McLean stated that all high schools are now entering students to sit TVET subjects in external exams. She reported that last year, the ministry had spent more than $150 million to purchase materials and equipment for schools offering the technical and vocational subjects, and another $100 million is to be spent in this current school year.

The chief education officer said that the philosophy of the ministry is to ensure that each student exits the secondary-level system with the necessary competencies and skills to take his rightful place in society. However, she underscored the need for parents and the society at large to make a "positive paradigm shift in their attitude and perception towards TVET".

STEM Approach

Pointing to another initiative to prepare students for the world of work, McLean reported that in 2015, the ministry appointed several captains of industry to lead the transformation of the curricula in nine secondary-level schools into specialised areas using the science, technology, engineering and mathematics (STEM) teaching methodology.

The industry leaders are Grantley Stephenson - logistics and transport; Y.P. Seaton - built environment; Yoni Epstein - information communication technology (ICT) and business processing outsourcing; Charles Johnston - farm management and food processing; Keith Amiel - livestock, small ruminants farming; and Hugh Cross - telecommunications and new media technologies.

Over time, these schools are expected to be transformed into STEM academies, where typically, grades 10 and 11 students are offered competency-based training to make them job ready. In the lower grades, STEM, along with TVET, is being emphasised in the curriculum. The STEM approach is to be rolled out in more high schools over time, McLean said.

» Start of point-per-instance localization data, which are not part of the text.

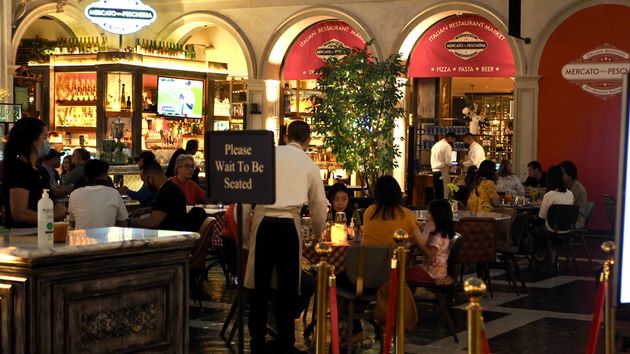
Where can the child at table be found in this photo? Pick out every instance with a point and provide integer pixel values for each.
(434, 243)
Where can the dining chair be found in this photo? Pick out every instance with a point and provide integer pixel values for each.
(216, 256)
(367, 267)
(198, 258)
(444, 289)
(581, 232)
(506, 249)
(479, 245)
(561, 219)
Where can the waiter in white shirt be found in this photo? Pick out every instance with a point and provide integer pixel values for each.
(275, 243)
(476, 155)
(441, 162)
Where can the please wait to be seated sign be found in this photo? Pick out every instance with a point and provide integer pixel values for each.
(240, 166)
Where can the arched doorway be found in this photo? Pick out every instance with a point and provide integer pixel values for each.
(579, 101)
(303, 52)
(462, 68)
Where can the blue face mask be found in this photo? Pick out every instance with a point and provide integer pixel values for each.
(44, 150)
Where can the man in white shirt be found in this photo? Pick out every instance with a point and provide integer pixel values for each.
(97, 204)
(441, 161)
(275, 242)
(476, 155)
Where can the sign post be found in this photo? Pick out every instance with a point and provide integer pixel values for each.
(240, 168)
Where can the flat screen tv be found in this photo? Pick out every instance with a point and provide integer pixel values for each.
(181, 98)
(621, 273)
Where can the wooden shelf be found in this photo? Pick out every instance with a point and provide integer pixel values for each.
(75, 103)
(74, 128)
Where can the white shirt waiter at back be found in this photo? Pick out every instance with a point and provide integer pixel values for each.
(441, 155)
(476, 154)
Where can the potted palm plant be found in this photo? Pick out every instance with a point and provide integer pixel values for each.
(357, 110)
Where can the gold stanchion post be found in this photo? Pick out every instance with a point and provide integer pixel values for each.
(401, 237)
(474, 289)
(609, 315)
(323, 251)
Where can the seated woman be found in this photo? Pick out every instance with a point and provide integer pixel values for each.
(434, 243)
(339, 199)
(22, 183)
(508, 182)
(184, 168)
(387, 215)
(483, 196)
(557, 193)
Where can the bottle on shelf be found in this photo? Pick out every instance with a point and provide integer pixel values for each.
(45, 221)
(122, 97)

In addition to the promotion of STEM and TVET in secondary schools, McLean reported that the National Standard Curriculum was being designed to create a greater focus on concepts, skills, and competences to balance the current overemphasis on acquisition of content knowledge. She stated that the new curriculum, which will apply to grade one to nine, "will ensure that young people are well prepared for the challenges and opportunities they will meet as adults in this century of rapid technological and social change".

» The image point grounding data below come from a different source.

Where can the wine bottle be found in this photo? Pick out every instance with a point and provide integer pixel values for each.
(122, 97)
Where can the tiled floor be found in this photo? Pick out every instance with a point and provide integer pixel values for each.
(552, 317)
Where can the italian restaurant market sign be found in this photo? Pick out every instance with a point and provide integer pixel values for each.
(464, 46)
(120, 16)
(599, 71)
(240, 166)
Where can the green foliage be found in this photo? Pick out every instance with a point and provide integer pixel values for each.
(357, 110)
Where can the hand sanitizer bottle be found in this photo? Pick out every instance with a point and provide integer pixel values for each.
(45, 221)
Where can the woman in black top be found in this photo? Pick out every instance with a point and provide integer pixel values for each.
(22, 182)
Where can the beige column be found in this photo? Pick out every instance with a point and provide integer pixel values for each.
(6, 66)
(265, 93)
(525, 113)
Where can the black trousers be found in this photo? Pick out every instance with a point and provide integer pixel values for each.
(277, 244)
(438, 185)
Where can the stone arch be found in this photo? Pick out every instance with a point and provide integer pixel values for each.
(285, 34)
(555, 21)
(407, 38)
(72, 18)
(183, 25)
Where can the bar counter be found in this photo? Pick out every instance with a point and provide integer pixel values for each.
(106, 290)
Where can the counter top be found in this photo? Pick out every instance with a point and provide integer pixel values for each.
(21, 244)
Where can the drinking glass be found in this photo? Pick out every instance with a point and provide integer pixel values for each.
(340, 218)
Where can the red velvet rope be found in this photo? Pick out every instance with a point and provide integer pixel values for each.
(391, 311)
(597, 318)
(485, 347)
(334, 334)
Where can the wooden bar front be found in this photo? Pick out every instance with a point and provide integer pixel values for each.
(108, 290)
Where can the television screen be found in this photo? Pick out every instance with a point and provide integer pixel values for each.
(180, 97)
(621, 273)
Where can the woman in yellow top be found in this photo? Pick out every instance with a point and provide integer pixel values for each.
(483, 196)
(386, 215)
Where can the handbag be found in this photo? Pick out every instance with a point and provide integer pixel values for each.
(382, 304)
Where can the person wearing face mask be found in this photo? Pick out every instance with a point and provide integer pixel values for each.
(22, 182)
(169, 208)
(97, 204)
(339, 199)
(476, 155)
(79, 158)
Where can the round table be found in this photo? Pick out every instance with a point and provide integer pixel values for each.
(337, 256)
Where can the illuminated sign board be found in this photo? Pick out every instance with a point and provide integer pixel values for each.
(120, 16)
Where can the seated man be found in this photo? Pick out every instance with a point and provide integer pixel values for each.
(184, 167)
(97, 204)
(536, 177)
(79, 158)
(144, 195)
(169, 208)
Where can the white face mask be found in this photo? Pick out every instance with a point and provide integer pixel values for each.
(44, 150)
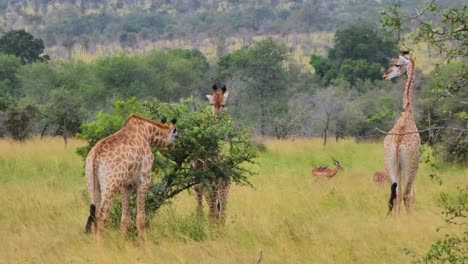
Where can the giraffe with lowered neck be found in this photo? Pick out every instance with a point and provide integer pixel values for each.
(401, 145)
(218, 193)
(122, 162)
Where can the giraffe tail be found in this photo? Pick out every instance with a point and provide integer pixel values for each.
(93, 188)
(91, 218)
(392, 197)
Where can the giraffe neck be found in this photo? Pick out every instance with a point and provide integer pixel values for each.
(155, 134)
(408, 95)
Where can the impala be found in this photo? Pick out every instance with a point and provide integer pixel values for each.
(324, 171)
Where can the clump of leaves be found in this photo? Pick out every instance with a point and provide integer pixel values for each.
(18, 121)
(227, 148)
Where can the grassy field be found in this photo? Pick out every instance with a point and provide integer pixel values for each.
(288, 216)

According to the chief education officer, job-ready training for students is also carried out by Junior Achievement in partnership with the Ministry of Education and the United States Agency for International Development. The Junior Achievement activities include the JA BizTown, which is a four-week comprehensive entrepreneurial and financial literacy programme for grade five students.

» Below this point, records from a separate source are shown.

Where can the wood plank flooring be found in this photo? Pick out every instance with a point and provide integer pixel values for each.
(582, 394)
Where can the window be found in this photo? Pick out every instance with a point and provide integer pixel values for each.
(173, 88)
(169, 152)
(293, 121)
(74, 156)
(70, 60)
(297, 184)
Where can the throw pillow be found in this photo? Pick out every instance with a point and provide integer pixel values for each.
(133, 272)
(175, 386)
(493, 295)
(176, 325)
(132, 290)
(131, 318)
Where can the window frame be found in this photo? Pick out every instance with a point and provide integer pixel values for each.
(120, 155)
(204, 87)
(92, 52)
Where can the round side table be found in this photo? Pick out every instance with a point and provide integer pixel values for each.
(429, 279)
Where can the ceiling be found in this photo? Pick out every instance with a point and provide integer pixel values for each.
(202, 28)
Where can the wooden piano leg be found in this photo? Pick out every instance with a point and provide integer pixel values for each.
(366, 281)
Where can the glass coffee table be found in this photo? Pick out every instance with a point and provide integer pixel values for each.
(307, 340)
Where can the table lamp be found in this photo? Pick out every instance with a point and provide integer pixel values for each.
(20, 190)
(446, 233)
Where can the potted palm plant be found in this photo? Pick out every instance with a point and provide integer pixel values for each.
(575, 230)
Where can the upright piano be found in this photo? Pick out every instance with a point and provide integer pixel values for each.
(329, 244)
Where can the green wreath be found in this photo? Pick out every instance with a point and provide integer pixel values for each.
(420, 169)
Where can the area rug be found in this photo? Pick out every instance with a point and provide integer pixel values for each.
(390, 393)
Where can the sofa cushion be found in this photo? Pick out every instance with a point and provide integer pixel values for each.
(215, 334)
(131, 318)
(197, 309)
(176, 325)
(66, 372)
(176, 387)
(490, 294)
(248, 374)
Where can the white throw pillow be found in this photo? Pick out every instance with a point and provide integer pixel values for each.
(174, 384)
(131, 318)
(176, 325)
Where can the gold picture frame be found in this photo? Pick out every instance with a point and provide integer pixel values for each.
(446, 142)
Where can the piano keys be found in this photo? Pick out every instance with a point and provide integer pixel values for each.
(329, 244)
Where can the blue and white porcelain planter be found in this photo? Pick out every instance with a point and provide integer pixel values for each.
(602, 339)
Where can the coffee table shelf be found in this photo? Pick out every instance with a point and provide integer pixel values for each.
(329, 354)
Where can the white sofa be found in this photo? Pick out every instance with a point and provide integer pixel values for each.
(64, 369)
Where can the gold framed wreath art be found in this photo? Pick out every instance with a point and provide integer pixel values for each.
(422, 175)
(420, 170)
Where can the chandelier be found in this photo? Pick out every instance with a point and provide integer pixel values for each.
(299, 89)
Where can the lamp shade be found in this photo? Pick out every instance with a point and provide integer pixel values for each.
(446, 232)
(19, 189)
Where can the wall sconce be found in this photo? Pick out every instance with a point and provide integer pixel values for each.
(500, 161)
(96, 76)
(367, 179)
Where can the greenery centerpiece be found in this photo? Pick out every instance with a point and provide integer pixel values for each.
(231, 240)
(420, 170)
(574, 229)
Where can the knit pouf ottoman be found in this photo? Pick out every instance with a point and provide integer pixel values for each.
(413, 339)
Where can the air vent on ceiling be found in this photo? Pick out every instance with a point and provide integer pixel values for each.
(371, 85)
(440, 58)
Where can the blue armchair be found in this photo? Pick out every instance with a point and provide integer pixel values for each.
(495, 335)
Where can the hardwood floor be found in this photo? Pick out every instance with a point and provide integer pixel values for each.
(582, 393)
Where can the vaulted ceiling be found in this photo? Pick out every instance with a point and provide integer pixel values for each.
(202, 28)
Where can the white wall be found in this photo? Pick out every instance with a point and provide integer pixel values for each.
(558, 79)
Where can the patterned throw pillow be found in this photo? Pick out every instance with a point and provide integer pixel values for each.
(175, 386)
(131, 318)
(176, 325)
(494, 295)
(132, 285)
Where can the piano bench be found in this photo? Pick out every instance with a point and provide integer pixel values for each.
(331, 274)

In addition, National Careers Week for all ages will be observed from February 13-19, 2016. February 19 will be observed as Take Your Child to Work Day, and will target grades seven to nine students.

By 2018, entrepreneurship will become a mandatory course in high school via the Junior Achievement Company of Entrepreneurs programme, McLean disclosed.

She also cited the Registered Apprenticeship Programme as contributing to preparing students for the labour market. Currently, 622 male and female apprentices are engaged in training in various disciplines across multiple sectors, including services, hospitality and tourism, information communication technology, and construction.